We’re living in a time where more people than ever speak publicly about health – yet the conversation has never been more confusing. Why?
Here’s what I see:
1) People without formal training speak with absolute certainty
2) Audiences rarely ask where the information comes from
3) Extreme messages get the most traction – because they appeal to our black-and-white thinking
But the human body isn’t binary. Health isn’t ideological.
We're stuck between two poles:
One end rejects anything holistic as “woo”
The other sells oversimplified biohacks and miracle cures without evidence
Both extremes lack humility. Both ignore complexity.
As a clinical nutritionist with 20+ years in diagnostics and high-performance health, I’ve seen how vital it is to:
Respect system biology
Recognize what we don’t yet know
Adapt health advice to the individual sitting in front of us
We each have different vulnerabilities. If you have a history of disordered eating, for example, you likely need a different kind of health messaging than someone recovering from chronic illness.
It’s not about making the world responsible for your trauma. It’s about knowing yourself well enough to choose what and who you listen to.
And most importantly: Too many practitioners see a protocol – not a person.
We also forget that people absorb information in very different ways. Some are data-driven. Others are guided by intuition or systems-thinking. And that’s not wrong – it’s human.
Do YOU even know how you take in information yourself?
MBTI-personality type testing is a very helpful tool to understand self and others (free testing available online i.e. here: https://www.16personalities.com/) - and acknowledge different personality-types right to exist, even if their processing style doesn't match our own (I know: crazy right - that people can be different than us and still have a right to exist on this earth...*cough cough*).
Much of the tension on social media stems from people being unaware of their own cognitive style – and expecting the world to reflect it.
Let’s respect difference instead of policing it.

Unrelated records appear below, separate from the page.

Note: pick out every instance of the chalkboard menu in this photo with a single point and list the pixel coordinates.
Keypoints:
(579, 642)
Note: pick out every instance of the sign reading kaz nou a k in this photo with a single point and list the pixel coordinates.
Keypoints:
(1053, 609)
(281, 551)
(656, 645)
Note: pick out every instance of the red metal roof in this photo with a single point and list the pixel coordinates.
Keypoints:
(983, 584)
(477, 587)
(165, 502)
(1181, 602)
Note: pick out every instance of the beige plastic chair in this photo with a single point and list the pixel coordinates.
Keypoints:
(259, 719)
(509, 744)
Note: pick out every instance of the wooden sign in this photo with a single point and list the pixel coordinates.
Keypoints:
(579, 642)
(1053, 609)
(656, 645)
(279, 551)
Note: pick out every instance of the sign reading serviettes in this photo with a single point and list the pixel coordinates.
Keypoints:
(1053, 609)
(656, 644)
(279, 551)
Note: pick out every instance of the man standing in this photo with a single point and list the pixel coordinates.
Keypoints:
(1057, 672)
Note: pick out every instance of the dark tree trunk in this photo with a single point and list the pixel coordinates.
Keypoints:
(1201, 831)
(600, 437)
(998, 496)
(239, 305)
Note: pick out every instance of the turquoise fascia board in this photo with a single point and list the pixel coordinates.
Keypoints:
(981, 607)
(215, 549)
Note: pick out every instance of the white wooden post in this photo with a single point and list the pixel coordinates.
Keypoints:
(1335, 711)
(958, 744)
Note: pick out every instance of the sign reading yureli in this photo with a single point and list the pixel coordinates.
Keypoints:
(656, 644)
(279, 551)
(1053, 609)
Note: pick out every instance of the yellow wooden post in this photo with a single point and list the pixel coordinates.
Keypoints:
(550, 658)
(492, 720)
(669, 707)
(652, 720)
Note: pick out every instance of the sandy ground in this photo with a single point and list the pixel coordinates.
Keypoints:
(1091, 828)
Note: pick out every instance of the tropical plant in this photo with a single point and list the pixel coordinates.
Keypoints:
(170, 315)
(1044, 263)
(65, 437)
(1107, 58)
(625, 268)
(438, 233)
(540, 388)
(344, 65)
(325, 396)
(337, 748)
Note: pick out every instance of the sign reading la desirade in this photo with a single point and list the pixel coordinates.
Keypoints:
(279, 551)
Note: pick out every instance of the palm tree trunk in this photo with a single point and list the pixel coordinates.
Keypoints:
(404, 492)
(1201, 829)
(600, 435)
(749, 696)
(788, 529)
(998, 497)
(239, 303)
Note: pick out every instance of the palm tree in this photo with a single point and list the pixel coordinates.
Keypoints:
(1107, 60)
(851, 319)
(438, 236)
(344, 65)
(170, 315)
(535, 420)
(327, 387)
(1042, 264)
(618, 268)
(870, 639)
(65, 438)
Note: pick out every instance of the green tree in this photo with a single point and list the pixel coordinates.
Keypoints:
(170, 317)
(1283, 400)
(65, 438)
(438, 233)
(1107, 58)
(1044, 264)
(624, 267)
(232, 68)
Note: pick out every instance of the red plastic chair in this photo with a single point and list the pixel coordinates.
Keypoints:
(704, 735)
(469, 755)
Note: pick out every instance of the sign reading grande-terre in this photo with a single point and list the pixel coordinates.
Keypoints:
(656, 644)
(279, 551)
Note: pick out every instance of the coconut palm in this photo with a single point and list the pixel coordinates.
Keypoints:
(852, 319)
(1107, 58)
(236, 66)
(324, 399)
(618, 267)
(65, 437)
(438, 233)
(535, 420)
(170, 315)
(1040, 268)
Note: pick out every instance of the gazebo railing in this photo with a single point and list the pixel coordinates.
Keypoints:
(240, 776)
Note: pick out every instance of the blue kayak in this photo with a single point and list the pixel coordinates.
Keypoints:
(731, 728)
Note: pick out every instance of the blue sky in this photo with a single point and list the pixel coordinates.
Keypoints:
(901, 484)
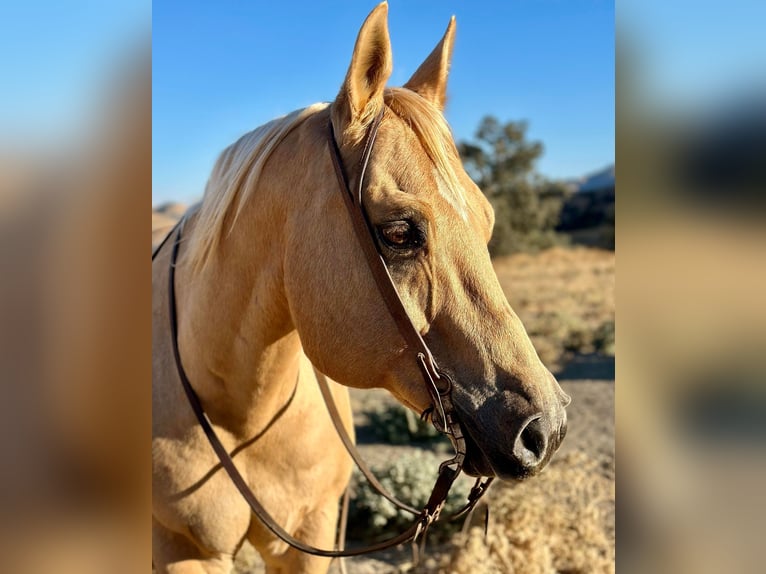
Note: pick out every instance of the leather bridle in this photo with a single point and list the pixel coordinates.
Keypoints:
(439, 385)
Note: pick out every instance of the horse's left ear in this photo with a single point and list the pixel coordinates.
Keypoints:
(361, 96)
(430, 79)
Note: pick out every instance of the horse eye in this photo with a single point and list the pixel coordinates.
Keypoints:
(400, 235)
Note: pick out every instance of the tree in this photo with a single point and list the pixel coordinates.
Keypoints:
(527, 206)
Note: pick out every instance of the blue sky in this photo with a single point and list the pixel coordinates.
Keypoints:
(222, 68)
(57, 59)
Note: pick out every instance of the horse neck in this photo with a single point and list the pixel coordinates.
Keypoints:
(242, 349)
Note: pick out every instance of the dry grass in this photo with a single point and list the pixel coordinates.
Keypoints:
(564, 297)
(561, 522)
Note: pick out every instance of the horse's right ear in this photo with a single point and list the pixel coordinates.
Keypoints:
(361, 96)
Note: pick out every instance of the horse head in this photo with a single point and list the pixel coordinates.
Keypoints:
(431, 224)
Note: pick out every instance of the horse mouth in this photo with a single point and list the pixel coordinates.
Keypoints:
(485, 462)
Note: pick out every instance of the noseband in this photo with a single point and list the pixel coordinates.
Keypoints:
(439, 385)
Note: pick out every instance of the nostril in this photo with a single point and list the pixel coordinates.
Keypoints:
(531, 443)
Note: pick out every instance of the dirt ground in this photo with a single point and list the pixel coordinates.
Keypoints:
(561, 522)
(567, 512)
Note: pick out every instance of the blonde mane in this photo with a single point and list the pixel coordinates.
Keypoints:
(234, 178)
(239, 166)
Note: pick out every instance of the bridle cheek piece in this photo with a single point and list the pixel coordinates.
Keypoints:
(439, 385)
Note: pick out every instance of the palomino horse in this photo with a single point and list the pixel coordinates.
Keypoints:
(271, 284)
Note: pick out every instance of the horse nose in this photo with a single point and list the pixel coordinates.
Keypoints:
(530, 448)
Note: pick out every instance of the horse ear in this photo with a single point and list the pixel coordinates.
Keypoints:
(361, 95)
(430, 79)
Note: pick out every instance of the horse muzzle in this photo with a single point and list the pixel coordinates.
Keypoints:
(512, 451)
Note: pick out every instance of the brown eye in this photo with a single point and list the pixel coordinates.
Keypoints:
(401, 235)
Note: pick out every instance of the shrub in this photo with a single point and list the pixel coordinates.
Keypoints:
(395, 424)
(410, 477)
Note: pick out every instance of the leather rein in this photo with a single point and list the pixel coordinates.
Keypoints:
(439, 385)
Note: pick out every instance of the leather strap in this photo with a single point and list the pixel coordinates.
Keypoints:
(424, 519)
(353, 451)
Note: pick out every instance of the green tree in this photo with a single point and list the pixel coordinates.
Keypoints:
(527, 206)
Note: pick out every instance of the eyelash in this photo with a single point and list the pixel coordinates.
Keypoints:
(415, 236)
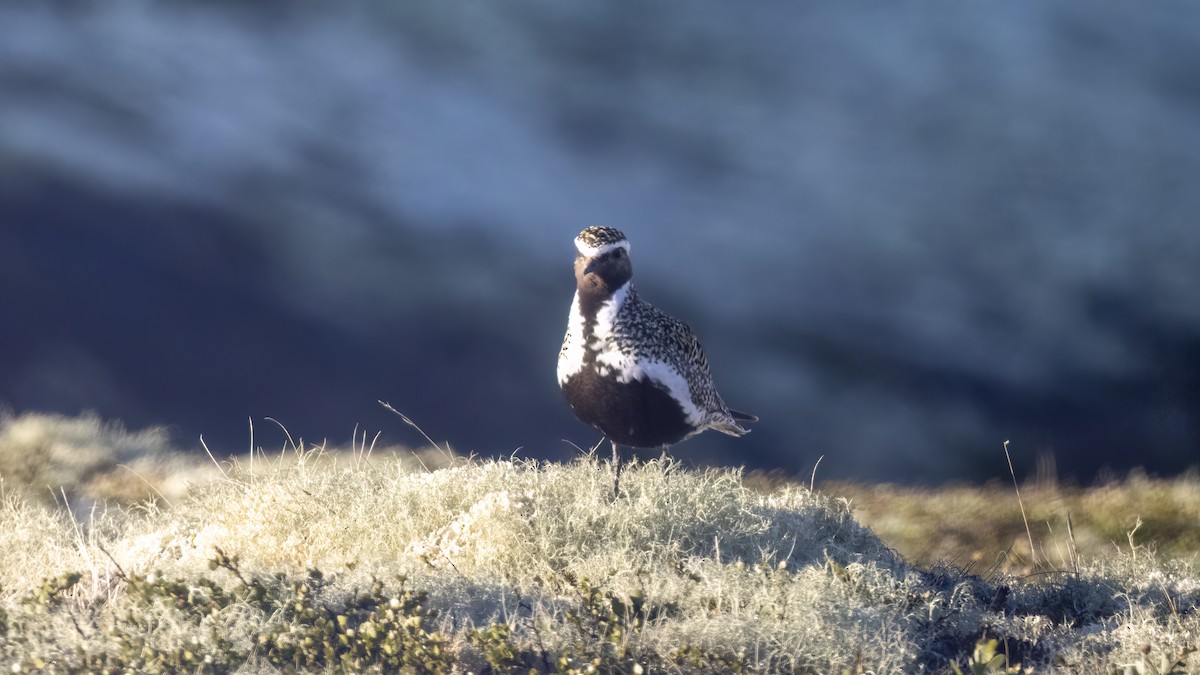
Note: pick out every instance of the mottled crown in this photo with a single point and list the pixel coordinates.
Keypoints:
(598, 240)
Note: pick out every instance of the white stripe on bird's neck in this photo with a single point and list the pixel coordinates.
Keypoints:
(606, 316)
(591, 251)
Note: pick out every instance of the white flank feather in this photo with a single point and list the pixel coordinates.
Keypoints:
(629, 368)
(570, 358)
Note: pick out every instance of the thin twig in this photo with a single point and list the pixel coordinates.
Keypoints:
(1033, 555)
(813, 481)
(203, 444)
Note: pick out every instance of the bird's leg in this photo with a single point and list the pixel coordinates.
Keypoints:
(616, 469)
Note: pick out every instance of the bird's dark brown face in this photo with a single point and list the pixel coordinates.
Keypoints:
(601, 274)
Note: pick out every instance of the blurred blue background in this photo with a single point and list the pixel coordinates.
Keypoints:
(904, 233)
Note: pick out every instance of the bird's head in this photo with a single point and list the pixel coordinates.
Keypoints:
(603, 262)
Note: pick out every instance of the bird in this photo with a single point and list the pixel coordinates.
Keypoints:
(629, 369)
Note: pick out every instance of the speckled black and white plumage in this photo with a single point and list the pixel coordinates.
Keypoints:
(627, 368)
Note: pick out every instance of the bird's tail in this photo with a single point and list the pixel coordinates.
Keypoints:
(731, 423)
(742, 416)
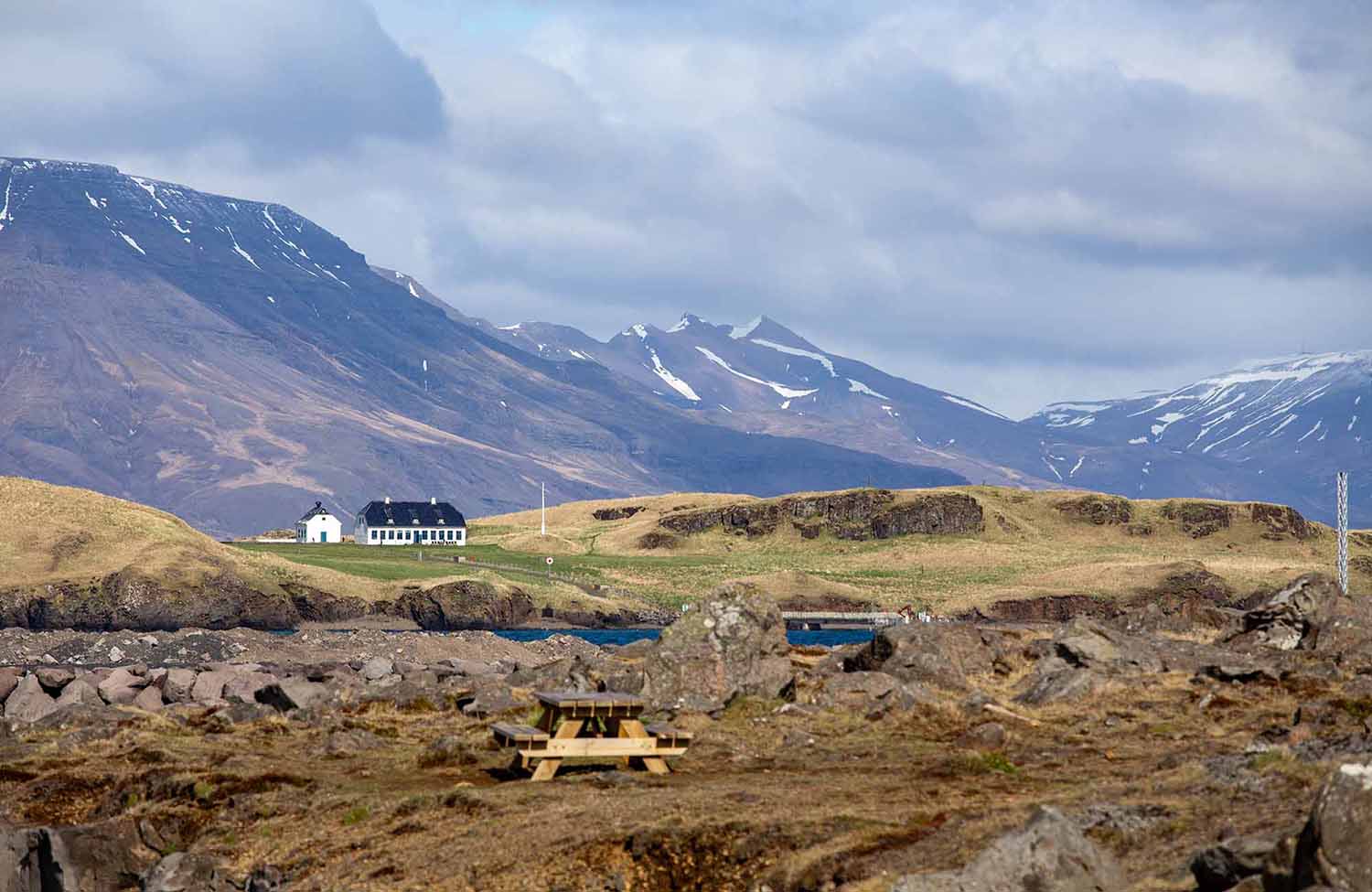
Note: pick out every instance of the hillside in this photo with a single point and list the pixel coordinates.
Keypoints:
(232, 362)
(1031, 545)
(98, 562)
(1297, 420)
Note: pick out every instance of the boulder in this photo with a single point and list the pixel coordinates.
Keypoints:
(1224, 866)
(8, 681)
(27, 702)
(121, 686)
(244, 686)
(80, 692)
(148, 700)
(177, 685)
(1335, 848)
(54, 678)
(1292, 618)
(1050, 854)
(209, 686)
(1054, 681)
(732, 644)
(378, 667)
(466, 604)
(988, 736)
(1087, 644)
(869, 692)
(293, 693)
(930, 653)
(186, 872)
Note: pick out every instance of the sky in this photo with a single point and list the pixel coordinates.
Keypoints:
(1021, 202)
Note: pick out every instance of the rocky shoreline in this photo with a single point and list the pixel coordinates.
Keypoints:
(128, 601)
(1228, 748)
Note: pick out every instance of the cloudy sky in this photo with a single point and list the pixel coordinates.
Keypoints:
(1020, 202)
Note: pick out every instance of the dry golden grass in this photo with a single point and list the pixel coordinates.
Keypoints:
(1029, 548)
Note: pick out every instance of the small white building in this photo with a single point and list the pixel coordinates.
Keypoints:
(318, 526)
(409, 523)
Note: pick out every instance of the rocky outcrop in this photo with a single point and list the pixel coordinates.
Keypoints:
(106, 856)
(929, 653)
(1281, 521)
(1198, 519)
(1335, 848)
(620, 512)
(1292, 618)
(1050, 854)
(126, 600)
(732, 644)
(853, 515)
(1098, 510)
(457, 606)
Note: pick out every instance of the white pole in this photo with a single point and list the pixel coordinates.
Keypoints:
(1344, 530)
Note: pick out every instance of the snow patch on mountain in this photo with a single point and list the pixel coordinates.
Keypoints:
(675, 383)
(796, 351)
(790, 392)
(132, 243)
(858, 387)
(738, 332)
(973, 405)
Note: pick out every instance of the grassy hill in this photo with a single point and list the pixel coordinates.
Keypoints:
(1028, 545)
(1032, 545)
(73, 534)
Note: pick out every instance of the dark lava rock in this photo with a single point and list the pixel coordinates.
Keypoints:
(1223, 866)
(1098, 510)
(466, 604)
(1335, 848)
(1198, 519)
(852, 515)
(1050, 854)
(733, 642)
(932, 653)
(128, 600)
(1281, 521)
(616, 513)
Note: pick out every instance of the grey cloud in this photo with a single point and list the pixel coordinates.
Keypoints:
(282, 80)
(1018, 202)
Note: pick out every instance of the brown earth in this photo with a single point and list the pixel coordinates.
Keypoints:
(851, 515)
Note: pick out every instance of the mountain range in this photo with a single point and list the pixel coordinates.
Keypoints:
(232, 361)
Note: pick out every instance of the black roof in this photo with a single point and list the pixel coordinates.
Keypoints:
(412, 515)
(318, 510)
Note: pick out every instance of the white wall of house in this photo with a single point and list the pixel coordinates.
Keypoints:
(318, 529)
(409, 535)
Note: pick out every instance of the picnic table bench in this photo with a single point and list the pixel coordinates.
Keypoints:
(576, 725)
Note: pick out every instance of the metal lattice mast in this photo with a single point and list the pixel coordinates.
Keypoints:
(1344, 532)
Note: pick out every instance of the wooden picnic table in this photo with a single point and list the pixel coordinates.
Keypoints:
(578, 725)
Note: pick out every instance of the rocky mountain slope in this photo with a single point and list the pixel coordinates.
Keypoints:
(1297, 420)
(763, 376)
(232, 361)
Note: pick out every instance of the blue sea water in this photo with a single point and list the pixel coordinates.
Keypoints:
(826, 637)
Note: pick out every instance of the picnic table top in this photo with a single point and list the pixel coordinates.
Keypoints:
(581, 699)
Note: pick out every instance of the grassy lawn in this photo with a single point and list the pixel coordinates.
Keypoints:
(1029, 549)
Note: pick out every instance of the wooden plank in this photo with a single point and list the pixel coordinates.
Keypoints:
(606, 747)
(587, 700)
(516, 733)
(659, 729)
(567, 732)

The real health war isn't between mainstream and alternative. It’s between rigid silo thinking and adaptive, structured insight.
Let’s move beyond discrediting each other based on communication style or personality type – and instead focus on clinical competence, humility, and meaningful patient outcomes. Respecting different educational backgrounds and staying within our professional scope isn’t a limitation. It’s a responsibility.